The American River especially is getting dumped with trash every day.

This year, volunteers gathered tens of thousands of pounds of trash from the American River.

There are many factors that go into how all of that debris gets into local rivers.

“Part of it is lazy people, especially when you have garbage cans that are 20 feet away,” said Scott Braly, a biology and fish and wildlife teacher at GBHS. “Some people just don’t take the responsibility to put things in the garbage can. They just drop it and figure it’s somebody else’s responsibility to pick up after them.”

The homeless problem also plays into effect when there’s trash and debris by local rivers.

“On the Sacramento River and the American, especially, the homeless problem is huge,” Braly said. “The American River parkway has been changed dramatically in the last 30 years compared to what it was.”

All of the tents, abandoned bicycles, shopping carts and piles of trash play a big factor in the pollution of the American River.

“The homeless encampments, the trash and the human waste is a very complicated issue obviously because it’s more than just pollution,” Braly said. “It’s the homeless problem that is causing that source of pollution. It’s not an easy thing to fix, but it’s a major contributor to all of the trash and pollution in our rivers.”

It might be difficult to find solutions to the issue of trash in our rivers, but people can take certain actions to reduce waste.

“In recreational places where a lot of people go, (there) maybe aren’t enough trash cans,” Braly said. “If we can help to attack that problem by having more trash cans, that would hopefully take care of some of it.”

Every year, people volunteer to help clean out the tons of trash in the American River. Those people can make a big difference.

“People just helping out and volunteering to pick up trash in the rivers can make an impact,” freshman Hanna Christopherson said. “Small things help.”

The homeless problem, though, is a very difficult one to tackle and is probably the bigger issue when it comes to the amount of human waste in nearby rivers.

“If there are multiple cities that are trying to deal with the homeless problem, and (we’re) finding effective and respectful ways to deal with that problem, then that should reduce the homeless encampment problem that’s contributing a lot to the dumping in the rivers,” Braly said.

Reduction in waste would allow local residents to remain hopeful about the future of the environment.

“I feel like all of the trash in our rivers is really bad … for our ecosystem,” Christopherson said. “It may not seem like it’s causing a lot (of problems), but it affects a lot of ecosystems.”

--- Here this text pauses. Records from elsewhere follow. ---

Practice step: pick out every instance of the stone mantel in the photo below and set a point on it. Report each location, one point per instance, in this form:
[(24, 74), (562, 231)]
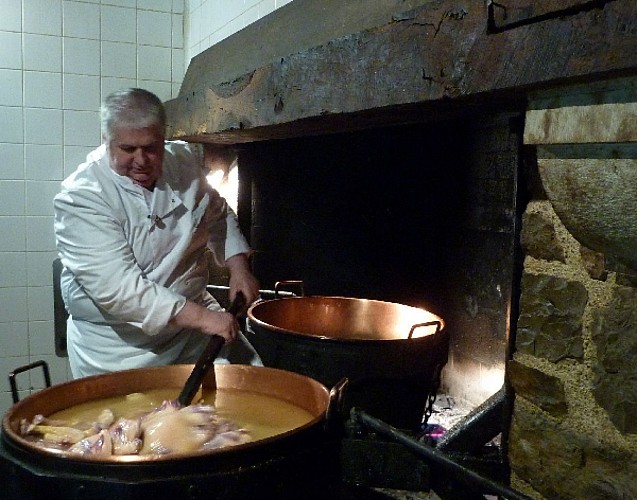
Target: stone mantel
[(439, 57)]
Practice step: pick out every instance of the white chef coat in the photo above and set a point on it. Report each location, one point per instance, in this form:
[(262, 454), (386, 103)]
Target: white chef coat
[(132, 257)]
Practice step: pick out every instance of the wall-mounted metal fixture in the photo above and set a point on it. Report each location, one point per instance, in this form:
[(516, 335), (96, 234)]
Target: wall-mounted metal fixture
[(510, 14)]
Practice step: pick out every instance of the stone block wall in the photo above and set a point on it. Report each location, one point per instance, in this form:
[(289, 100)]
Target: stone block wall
[(573, 432)]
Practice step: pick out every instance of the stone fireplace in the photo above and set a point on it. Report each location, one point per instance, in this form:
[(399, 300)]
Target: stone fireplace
[(522, 122)]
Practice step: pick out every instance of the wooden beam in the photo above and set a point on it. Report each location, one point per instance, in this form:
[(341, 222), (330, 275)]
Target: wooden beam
[(436, 56)]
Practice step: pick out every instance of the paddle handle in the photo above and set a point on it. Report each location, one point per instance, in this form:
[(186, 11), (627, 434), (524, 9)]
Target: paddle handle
[(208, 357)]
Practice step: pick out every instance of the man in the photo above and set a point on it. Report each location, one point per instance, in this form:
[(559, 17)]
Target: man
[(134, 225)]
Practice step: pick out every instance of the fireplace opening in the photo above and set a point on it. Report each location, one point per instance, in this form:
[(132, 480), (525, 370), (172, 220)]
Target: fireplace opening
[(424, 215)]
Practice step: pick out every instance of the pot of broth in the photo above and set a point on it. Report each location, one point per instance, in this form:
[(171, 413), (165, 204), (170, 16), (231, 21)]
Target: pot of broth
[(283, 413)]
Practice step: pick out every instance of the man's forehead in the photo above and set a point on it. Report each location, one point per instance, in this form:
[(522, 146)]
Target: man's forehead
[(137, 136)]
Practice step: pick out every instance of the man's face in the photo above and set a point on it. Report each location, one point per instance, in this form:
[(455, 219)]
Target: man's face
[(137, 153)]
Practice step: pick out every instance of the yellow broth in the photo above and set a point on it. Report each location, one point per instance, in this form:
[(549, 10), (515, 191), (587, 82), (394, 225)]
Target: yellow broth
[(261, 415)]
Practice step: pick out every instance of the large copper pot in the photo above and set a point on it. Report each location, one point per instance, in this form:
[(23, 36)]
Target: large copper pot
[(284, 464), (299, 390), (392, 354)]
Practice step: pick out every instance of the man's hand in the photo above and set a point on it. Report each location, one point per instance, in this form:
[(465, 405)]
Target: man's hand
[(209, 322)]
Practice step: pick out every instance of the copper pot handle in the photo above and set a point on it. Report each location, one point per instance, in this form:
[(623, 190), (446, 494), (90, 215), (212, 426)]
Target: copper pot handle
[(335, 405), (429, 323), (298, 283), (31, 366)]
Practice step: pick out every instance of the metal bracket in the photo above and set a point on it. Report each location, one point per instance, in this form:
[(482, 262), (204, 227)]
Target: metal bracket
[(493, 28)]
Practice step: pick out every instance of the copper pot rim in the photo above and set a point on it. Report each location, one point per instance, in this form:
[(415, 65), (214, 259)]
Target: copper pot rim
[(427, 315), (11, 419)]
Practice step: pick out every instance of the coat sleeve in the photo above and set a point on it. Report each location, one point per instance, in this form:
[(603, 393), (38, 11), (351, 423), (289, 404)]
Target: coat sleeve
[(92, 246)]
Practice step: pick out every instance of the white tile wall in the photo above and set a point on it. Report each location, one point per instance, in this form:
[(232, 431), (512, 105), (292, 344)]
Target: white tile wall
[(210, 21), (54, 71)]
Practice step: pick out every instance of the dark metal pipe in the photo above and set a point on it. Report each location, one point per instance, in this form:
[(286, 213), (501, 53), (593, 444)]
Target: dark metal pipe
[(462, 473)]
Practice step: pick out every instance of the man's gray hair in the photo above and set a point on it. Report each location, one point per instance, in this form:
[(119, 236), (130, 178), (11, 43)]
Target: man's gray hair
[(131, 108)]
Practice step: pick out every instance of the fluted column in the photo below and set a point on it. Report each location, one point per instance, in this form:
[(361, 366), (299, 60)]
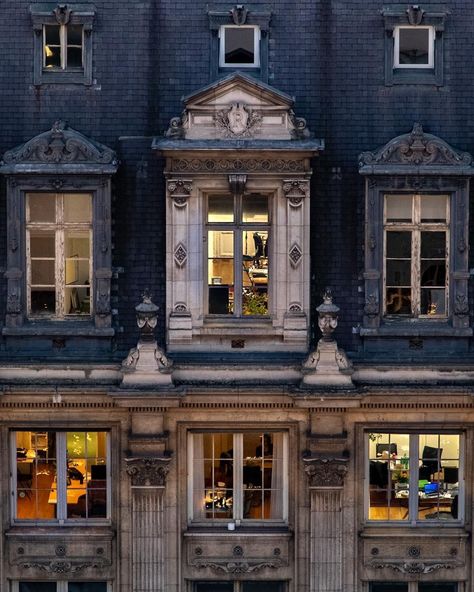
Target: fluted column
[(326, 480), (148, 483)]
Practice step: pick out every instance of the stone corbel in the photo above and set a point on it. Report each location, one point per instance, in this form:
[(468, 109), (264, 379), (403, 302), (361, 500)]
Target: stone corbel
[(326, 471), (148, 471)]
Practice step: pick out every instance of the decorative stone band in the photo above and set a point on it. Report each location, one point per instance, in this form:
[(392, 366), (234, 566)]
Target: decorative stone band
[(414, 567), (324, 471), (147, 471)]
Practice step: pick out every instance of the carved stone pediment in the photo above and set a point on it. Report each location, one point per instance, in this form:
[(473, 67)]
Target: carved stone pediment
[(148, 471), (325, 471), (238, 107), (63, 146), (415, 149)]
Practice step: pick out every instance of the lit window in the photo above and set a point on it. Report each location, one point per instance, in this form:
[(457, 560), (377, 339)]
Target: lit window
[(59, 255), (239, 46), (414, 47), (238, 263), (60, 475), (238, 476), (414, 478), (63, 47), (416, 248)]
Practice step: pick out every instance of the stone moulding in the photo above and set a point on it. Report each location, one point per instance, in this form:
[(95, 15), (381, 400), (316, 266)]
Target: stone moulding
[(414, 567), (324, 471), (417, 149), (60, 145), (148, 471)]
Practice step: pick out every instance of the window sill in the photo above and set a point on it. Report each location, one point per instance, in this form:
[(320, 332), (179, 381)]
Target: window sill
[(58, 329), (416, 328)]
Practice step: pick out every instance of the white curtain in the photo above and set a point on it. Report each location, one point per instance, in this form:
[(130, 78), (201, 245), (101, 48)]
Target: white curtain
[(276, 508), (198, 476)]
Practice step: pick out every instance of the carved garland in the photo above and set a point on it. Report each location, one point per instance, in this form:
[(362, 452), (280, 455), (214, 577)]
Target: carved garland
[(148, 472), (325, 471)]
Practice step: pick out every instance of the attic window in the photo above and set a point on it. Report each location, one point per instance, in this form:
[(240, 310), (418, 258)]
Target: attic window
[(239, 46)]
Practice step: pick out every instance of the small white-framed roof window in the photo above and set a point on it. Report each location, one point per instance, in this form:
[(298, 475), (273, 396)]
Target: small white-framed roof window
[(239, 46), (413, 47)]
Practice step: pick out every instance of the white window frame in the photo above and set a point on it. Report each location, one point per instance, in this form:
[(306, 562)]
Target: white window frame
[(416, 227), (238, 479), (396, 51), (256, 41), (63, 34), (412, 519), (61, 469), (61, 585), (59, 227)]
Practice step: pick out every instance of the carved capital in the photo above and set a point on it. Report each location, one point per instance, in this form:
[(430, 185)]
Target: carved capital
[(323, 471), (147, 471)]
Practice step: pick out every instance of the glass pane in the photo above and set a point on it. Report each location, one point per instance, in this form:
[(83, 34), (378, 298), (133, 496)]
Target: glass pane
[(414, 45), (433, 245), (87, 587), (389, 470), (41, 207), (77, 207), (398, 272), (398, 244), (221, 271), (398, 208), (36, 475), (239, 45), (86, 474), (434, 208), (37, 587), (213, 472), (255, 272), (255, 208), (52, 46), (220, 208)]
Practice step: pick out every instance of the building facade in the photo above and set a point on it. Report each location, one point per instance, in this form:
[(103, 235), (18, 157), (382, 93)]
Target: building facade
[(236, 304)]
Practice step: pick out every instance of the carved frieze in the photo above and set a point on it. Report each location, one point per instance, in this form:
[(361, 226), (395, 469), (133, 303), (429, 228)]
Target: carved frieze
[(228, 165), (60, 145), (148, 471), (416, 148), (295, 190), (323, 471)]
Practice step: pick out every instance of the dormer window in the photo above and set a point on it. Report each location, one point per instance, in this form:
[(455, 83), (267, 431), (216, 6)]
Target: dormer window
[(239, 46)]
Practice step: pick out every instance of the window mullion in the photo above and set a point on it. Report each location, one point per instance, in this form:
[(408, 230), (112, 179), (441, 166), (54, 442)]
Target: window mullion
[(61, 473)]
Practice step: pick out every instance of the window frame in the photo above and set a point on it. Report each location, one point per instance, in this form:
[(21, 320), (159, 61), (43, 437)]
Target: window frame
[(238, 227), (256, 47), (412, 520), (61, 459), (237, 507), (416, 227), (80, 14), (396, 51)]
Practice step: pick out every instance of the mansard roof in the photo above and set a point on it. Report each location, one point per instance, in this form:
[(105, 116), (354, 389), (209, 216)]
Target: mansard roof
[(60, 150), (415, 153)]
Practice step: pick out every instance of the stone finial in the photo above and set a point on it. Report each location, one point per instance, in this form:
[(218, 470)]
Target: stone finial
[(147, 318), (328, 316)]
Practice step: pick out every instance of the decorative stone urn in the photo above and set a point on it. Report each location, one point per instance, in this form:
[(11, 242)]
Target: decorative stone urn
[(327, 365), (147, 363)]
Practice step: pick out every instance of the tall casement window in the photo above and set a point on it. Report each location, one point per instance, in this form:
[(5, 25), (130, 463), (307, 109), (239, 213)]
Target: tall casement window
[(60, 476), (414, 478), (59, 254), (59, 242), (416, 255), (416, 243), (413, 45), (62, 43), (238, 249), (240, 476)]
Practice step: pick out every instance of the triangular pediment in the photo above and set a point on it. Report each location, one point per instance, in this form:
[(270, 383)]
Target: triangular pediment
[(238, 107)]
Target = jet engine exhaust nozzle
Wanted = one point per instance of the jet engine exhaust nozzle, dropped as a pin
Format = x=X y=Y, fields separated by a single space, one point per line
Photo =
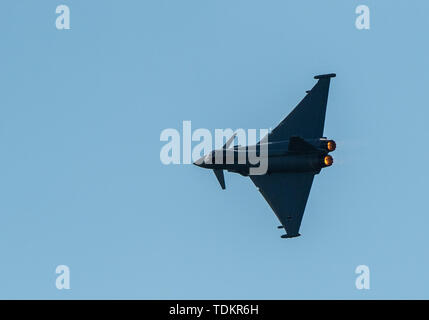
x=331 y=145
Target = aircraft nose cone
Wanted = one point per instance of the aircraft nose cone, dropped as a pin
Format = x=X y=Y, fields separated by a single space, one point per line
x=199 y=162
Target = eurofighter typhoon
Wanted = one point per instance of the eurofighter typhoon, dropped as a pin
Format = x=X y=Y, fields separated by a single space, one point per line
x=296 y=152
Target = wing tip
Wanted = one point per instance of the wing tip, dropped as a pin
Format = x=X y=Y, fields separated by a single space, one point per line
x=325 y=76
x=286 y=236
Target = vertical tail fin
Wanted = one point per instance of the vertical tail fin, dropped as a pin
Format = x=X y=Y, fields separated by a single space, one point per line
x=220 y=177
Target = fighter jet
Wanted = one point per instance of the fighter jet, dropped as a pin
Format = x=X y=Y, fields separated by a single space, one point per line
x=297 y=150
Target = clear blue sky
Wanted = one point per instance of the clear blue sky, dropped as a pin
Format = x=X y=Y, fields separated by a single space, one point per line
x=81 y=182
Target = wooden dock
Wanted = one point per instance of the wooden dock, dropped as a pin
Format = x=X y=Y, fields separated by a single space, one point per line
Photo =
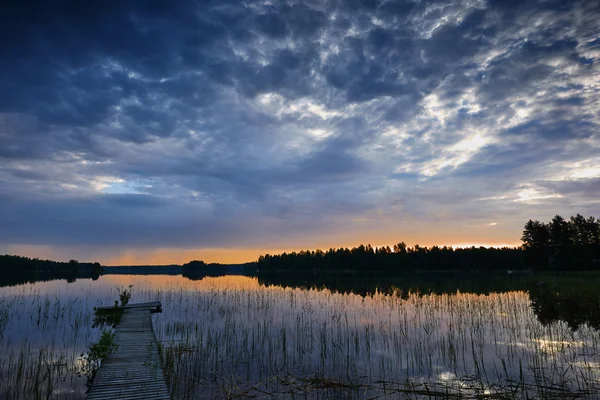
x=133 y=371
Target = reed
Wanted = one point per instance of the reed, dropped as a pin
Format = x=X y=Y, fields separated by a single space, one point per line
x=232 y=338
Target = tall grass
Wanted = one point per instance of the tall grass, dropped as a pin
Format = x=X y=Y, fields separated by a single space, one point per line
x=231 y=338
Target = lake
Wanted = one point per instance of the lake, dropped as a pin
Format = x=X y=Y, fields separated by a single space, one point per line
x=321 y=336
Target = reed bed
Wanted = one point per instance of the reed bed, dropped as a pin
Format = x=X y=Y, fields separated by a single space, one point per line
x=232 y=338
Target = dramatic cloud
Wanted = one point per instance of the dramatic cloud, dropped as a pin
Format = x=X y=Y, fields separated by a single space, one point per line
x=288 y=124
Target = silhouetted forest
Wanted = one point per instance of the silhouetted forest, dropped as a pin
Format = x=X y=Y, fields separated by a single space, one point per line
x=560 y=244
x=17 y=270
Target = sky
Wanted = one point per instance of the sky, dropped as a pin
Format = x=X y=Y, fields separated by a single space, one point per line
x=152 y=132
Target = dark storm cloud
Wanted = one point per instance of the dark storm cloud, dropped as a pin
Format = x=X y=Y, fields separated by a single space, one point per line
x=197 y=122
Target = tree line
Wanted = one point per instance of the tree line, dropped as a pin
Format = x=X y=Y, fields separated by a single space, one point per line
x=562 y=244
x=559 y=244
x=18 y=270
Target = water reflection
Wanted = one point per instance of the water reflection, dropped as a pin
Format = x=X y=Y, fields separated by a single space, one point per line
x=572 y=298
x=277 y=334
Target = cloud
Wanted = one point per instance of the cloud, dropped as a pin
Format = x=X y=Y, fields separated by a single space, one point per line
x=202 y=124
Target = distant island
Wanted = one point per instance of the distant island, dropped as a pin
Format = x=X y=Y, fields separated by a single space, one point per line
x=560 y=244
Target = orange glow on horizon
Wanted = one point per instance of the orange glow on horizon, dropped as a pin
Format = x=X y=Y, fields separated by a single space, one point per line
x=174 y=256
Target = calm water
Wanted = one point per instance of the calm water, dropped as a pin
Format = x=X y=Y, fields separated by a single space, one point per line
x=279 y=337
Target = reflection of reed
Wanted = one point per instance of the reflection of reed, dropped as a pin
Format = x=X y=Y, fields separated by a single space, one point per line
x=233 y=337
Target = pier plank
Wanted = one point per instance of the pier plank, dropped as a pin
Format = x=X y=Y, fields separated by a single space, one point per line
x=133 y=371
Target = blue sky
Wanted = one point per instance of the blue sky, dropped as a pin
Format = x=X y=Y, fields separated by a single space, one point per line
x=153 y=131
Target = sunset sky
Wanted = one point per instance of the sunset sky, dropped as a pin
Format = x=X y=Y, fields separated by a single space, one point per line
x=157 y=132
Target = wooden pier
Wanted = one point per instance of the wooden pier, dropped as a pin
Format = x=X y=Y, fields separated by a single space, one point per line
x=133 y=371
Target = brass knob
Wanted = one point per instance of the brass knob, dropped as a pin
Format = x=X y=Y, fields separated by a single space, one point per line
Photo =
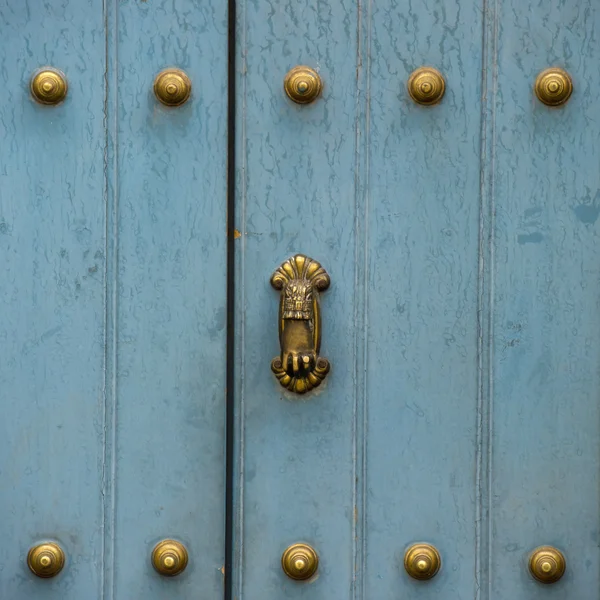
x=547 y=564
x=302 y=84
x=49 y=86
x=422 y=561
x=553 y=86
x=426 y=86
x=46 y=560
x=169 y=558
x=300 y=561
x=172 y=87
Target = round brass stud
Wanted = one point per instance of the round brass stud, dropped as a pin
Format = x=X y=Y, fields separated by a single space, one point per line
x=553 y=86
x=46 y=560
x=422 y=561
x=426 y=86
x=169 y=558
x=302 y=85
x=547 y=564
x=172 y=87
x=48 y=86
x=300 y=562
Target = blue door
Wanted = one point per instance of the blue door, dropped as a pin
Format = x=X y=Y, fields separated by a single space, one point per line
x=113 y=287
x=451 y=451
x=300 y=300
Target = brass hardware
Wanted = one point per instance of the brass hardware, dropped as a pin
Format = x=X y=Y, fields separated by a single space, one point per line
x=46 y=560
x=169 y=558
x=172 y=87
x=426 y=86
x=300 y=562
x=302 y=84
x=422 y=561
x=553 y=86
x=547 y=564
x=49 y=86
x=300 y=368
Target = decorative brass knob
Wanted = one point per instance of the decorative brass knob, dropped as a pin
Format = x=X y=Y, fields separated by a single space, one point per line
x=49 y=86
x=300 y=562
x=553 y=86
x=172 y=87
x=547 y=564
x=46 y=560
x=302 y=84
x=426 y=86
x=422 y=561
x=169 y=558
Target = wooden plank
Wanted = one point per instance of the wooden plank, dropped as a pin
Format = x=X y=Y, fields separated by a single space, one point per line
x=546 y=414
x=297 y=193
x=170 y=201
x=52 y=243
x=421 y=320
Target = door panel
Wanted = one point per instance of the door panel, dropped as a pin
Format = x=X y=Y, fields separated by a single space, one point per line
x=113 y=225
x=461 y=319
x=169 y=286
x=52 y=242
x=297 y=194
x=545 y=416
x=422 y=242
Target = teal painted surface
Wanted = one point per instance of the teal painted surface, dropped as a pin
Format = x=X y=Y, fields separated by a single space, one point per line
x=170 y=285
x=112 y=229
x=461 y=324
x=422 y=245
x=545 y=292
x=52 y=243
x=297 y=193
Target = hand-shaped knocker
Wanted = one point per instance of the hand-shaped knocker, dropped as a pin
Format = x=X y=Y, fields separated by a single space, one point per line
x=299 y=368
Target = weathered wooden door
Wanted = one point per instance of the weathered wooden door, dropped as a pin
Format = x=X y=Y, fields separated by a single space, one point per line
x=412 y=413
x=113 y=288
x=462 y=406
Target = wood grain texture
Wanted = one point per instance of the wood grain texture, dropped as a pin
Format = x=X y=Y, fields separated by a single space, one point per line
x=171 y=305
x=423 y=257
x=113 y=234
x=52 y=243
x=297 y=193
x=546 y=329
x=462 y=401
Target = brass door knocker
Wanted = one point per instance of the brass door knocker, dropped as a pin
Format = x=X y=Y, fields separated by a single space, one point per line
x=300 y=368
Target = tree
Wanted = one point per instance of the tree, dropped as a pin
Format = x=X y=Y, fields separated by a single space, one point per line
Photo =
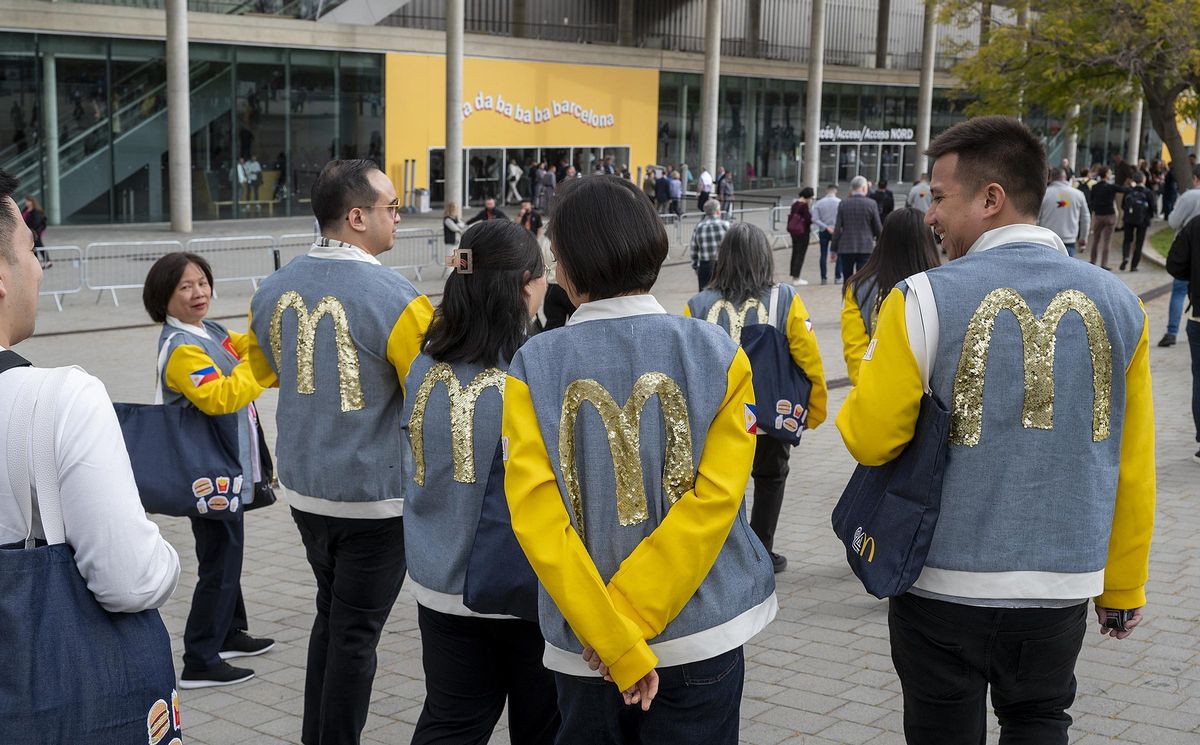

It’s not just a problem for humans, but also for the animals who have habitats in the areas where trash is being dumped.

“It hurts the animals that are in the rivers,” freshman Brianna Duprel said. “It’s a huge problem for humans … fish and wildlife … that live in those places,” Braly said. “Trash, wherever humans live, seems to be a problem, and the rivers a lot of times is a dump for some people.”

Even at Granite Bay High, there’s a big gum issue if you look around the campus.

“We all need to practice what we preach,” Braly said. “A lot of it boils down to personal responsibility. If we develop good habits here and at home, then hopefully that becomes part of who we are.”